Los problemas pueden abordarse desde distintas perspectivas. Podemos estudiar nuestro presente y situarlo en su contexto, podemos establecer comparativas entre un conjunto de realidades o podemos excavar en las ruinas de diferentes épocas y ver qué tienen que decirnos los objetos del pasado. En este ensayo, para abordar la cuestión de la ciudadanía, me gustaría comenzar por donde creo que debe comenzar cualquier historia: por el principio. Trataremos de rastrear, pues, las huellas de aquellos que algún día anduvieron por esta tierra y dejaron en ella constancia de su camino.
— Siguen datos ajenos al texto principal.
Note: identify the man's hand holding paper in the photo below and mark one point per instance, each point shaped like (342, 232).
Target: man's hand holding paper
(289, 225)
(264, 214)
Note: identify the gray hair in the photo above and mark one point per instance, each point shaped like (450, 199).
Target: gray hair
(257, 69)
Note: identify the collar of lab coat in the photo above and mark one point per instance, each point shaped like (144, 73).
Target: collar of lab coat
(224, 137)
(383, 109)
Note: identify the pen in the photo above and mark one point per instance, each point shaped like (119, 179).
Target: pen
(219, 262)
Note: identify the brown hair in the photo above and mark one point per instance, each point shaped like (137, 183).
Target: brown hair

Civis romanum sum, cuenta Cicerón,1 era la fórmula escogida por los romanos para hacer valer los derechos que su ciudadanía les reconocía. La misma fórmula a la que se acogió Pablo de Tarso y que, presumiblemente, evitó que muriera crucificado y que se le concediera, en su lugar, la muerte por decapitación. Lo crucial de la ciudadanía, y esto los romanos lo sabían bien, no es que esta indique la procedencia o el origen de una persona, sino, sobre todo, el ordenamiento jurídico en el que se inscribe. Por eso Pablo, según la versión de Lucas en Hechos de los apóstoles, pregunta al oficial que quiere arrestarlo: «¿Está permitido azotar a un ciudadano romano sin haberlo juzgado antes?».2 Lo que Pablo reclama es el trato que se le debe exclusivamente a un ciudadano romano y que es significativamente mejor al que recibe un extranjero.
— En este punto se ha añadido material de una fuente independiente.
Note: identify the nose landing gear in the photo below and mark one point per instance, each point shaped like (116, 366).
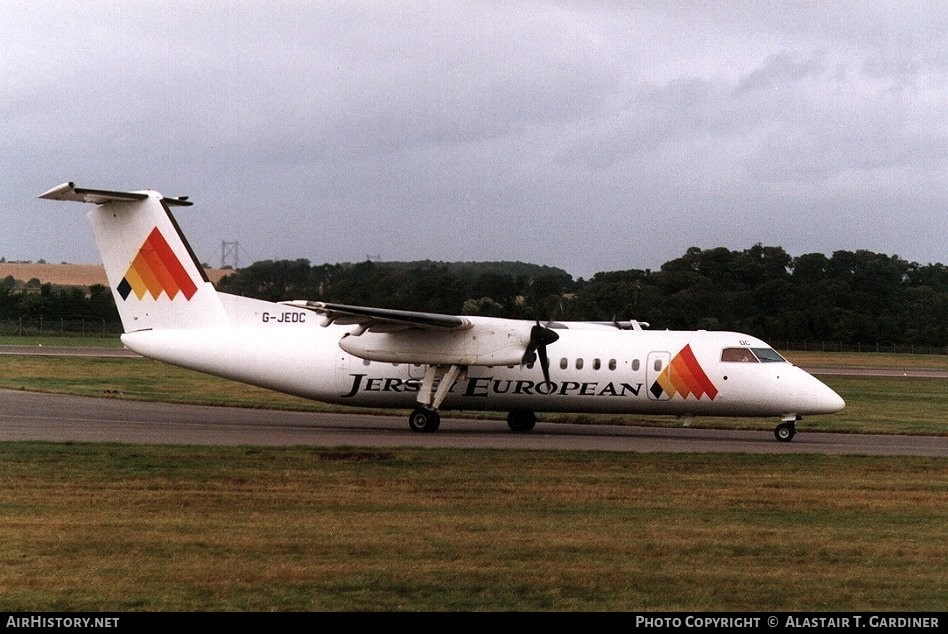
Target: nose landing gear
(786, 430)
No entraré en la discusión sobre la veracidad de la ciudadanía romana de Pablo,3 pero sí señalaré que, precisamente, el debate sobre su ciudadanía gira en torno a algunos acontecimientos que parece difícil que pudieran ocurrirle a un ciudadano romano. Si Pablo era romano, ¿por qué no lo dijo cuando le dieron latigazos, lo azotaron o lo apedrearon?4 La ciudadanía reconocía unos privilegios que lo hubieran protegido del trato que Pablo dice haber recibido. Esta falta de correspondencia entre lo que sufre Pablo en sus cartas y la condición de ciudadano romano que Lucas le otorga hace sospechar a los investigadores de la veracidad de dicho estatus jurídico. Sin embargo, para los intereses de este libro son muy reveladores los términos en los que se produce el debate, porque evidencian las diferencias de trato entre la población de un mismo territorio en función de su ciudadanía. Y porque, como no se debe renunciar a estudiar y explicar las semejanzas entre el pasado y el presente ya que suelen decir cosas que se parecen, este libro propone un análisis arqueológico del dispositivo de la ciudadanía.
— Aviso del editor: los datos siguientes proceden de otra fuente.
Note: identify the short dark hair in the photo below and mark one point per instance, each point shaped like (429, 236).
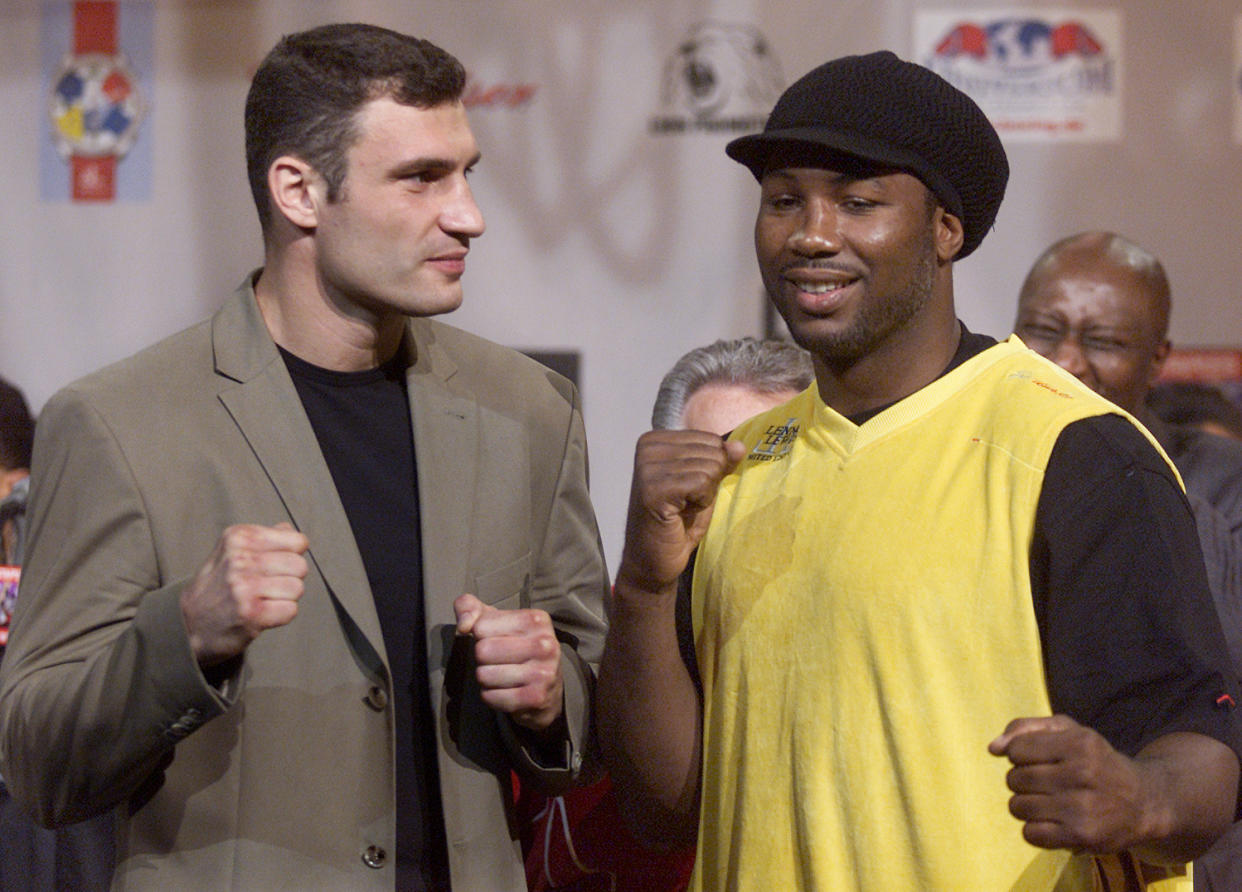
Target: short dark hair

Nos centraremos en tres cuestiones sobre la ciudadanía —como un nudo borromeo que no puede deshacerse—. En primer lugar, se trata de determinar qué relatos han permitido que se construya un dispositivo como el de la ciudadanía, es decir, qué discursos han dado lugar a la formación de este artefacto jurídico. La puerta de entrada a esta investigación está conformada por Grecia y Roma. Las historias narradas en sus mitos del origen —de autoctonía y de fundación— resuenan todavía hoy. En este sentido, deberíamos estar de acuerdo en que los mitos son mucho más que fábulas: dan cuenta de un orden político y de un horizonte de sentido que nunca hemos dejado de repetirnos. En segundo lugar, resulta crucial hacer un diagnóstico de la ciudadanía en nuestras sociedades contemporáneas: analizar qué mecanismos jurídicos facilitan la inclusión en dicho dispositivo y cuáles favorecen la exclusión —y bajo qué criterios—, así como cuáles son sus consecuencias. Debemos indagar, entonces, qué papel desempeña el dispositivo jurídico de la ciudadanía en la protección de la vida y qué implicaciones tiene en nuestra comprensión del mundo. De lo que se trata, en pocas palabras, es de examinar qué tipo de orden social produce la ciudadanía. En tercer y último lugar, es urgente que evaluemos si este mito de la ciudadanía —y su dispositivo jurídico-político— puede seguir explicando nuestro presente. La «vaca sagrada de la ciudadanía»5 nos pone en aprietos para pensar otra forma de relación con las instituciones jurídico-políticas del Estado en el que vivimos y, sin embargo, pocas cosas se me antojan tan impostergables como este examen: ¿es deseable que la ciudadanía continúe siendo el concepto-guía de la filosofía política?

El concepto de «ciudadanía» es esquivo y, a pesar de su extendido uso, presenta problemas cuando queremos pensarlo con cierto rigor. Parte de este problema se deriva del hecho de que este concepto puede referirse a cosas muy diferentes en función del sentido en el que se utilice. Desde un punto de visto sociológico, «ciudadanía» se emplea para indicar la población que habita y participa en un Estado, con independencia de la relación que mantengan los individuos con el aparato jurídico-político. Y, sin embargo, desde una perspectiva jurídica, sabemos que no todas las personas que residen y forman parte de la vida social de un Estado son ciudadanos. Desde esta perspectiva, el uso sociológico del término «ciudadanía» corre el riesgo de invisibilizar la jerarquía jurídica derivada de este dispositivo —sin que esto implique reconocer, a su vez, que aquellas personas que no son ciudadanas sean, o puedan ser, actores sociales—.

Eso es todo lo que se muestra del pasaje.